How would you even structure a thing like that, in advance?

How would it ever attain a sensible shape if done a paragraph at a time, when something you learned while doing the research necessary to write paragraph 100 invalidates everything you wrote before it, or causes a complete restructuring of your mental model such that you realize the topic should be presented in an entirely different order? (And then you realize that again, and again, and again...)

A similar thing occurs in investigative journalism. How would you know how to present a story—know what story you're telling, really—before you know all the key facts? In est, before you've completed your investigation? You could certainly write notes about what you might write, but those have little to do with drafting the final story.


In short, how do you write a research paper? Do you write and perfect the abstract before you do the experiment?


I agree with all that. If something really isn't working and you just keep flinging words and other content onto the page, that's a pretty good recipe for having a lot of throwaway work.
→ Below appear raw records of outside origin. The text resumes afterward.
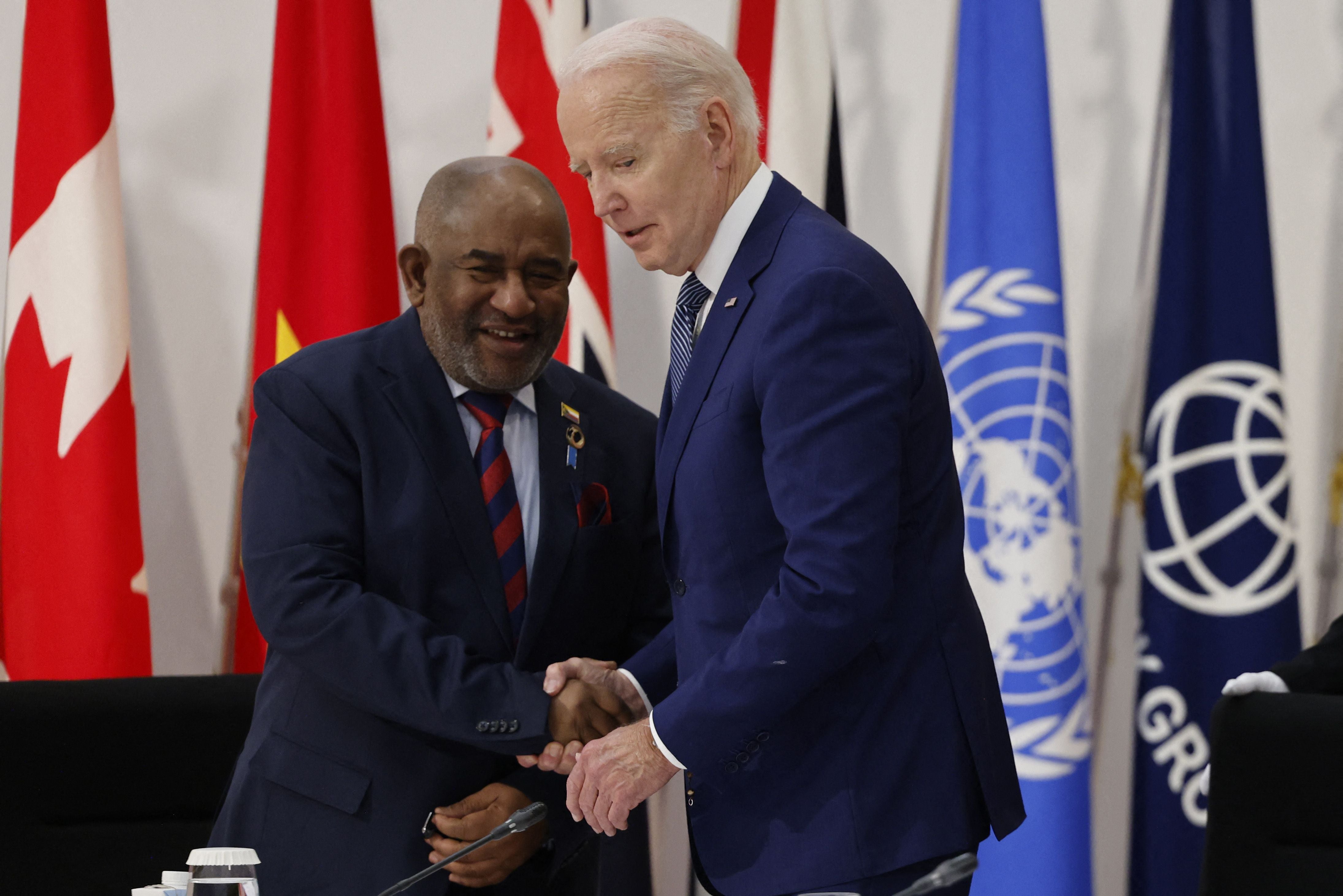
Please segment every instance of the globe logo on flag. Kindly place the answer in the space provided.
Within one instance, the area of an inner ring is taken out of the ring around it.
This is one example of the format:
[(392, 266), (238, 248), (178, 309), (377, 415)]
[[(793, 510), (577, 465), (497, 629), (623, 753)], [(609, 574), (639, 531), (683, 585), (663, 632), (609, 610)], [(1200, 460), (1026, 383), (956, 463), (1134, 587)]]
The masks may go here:
[(1281, 376), (1254, 361), (1206, 364), (1152, 404), (1143, 571), (1163, 595), (1233, 617), (1296, 587), (1285, 429)]
[(954, 337), (959, 349), (943, 373), (966, 504), (966, 574), (994, 652), (1017, 772), (1045, 780), (1091, 754), (1065, 343), (1058, 333), (984, 328), (964, 344), (960, 332), (1058, 302), (1030, 275), (978, 267), (956, 278), (943, 298), (939, 348)]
I don't usually polish drafts as I'm writing them unless I do so for something to do while I'm mulling where to take the piece.

I'm not really a big outline person either for either writing or presentations. I almost always have some idea where I'm going though it's not unusual for that to diverge.


Yet... it does go like this. Art is similar: You cannot simply change a watercolor that much in the middle of painting, for example, so if I have some surrealist scene in my head, I need to at least have the concept laid out before starting to paint. I can do this with acrylic to a point and to a lesser point, oils.

Same thing with writing. Yes, you are literally making things up and inventing new things, but that doesn't mean that one is writing freely and not needing to edit along the way. Outlines give framework, and editing gives time to reflect and plan things that might not have been planned in the beginning. I'm not saying that no one works this way - just sits and writes, or does freehand paintings (I do this last one, even with watercolor, and accept a certain failure rate) - but how one works doesn't really reflect on their creativity nor how their creativity works.


I would quote Frank O'Hara at this point, his poem "Why I Am Not A Painter" is a brilliant discussion of stimulus and revision across art forms.


What about writing (say) a masters or PhD thesis?

For many disciplines, the actual research involves field work, performing experiments, etc., and the thesis is primarily about reporting on that process and connecting it to the pre-existing body of research. For other disciplines (for example, philosophy), the text of the thesis is all there is to the research. Maybe the later is more like creative writing and the former more like technical writing??

(My uncle did a PhD in creative writing, his PhD thesis was a novel.)


Technical writing IS a different beast, and I do a lot of slow writing which involves lots of editing and reworking. That said, I sometimes feel like I should get more on the page first before doing the work to make sentences elegant and clear, or make the right nuanced point.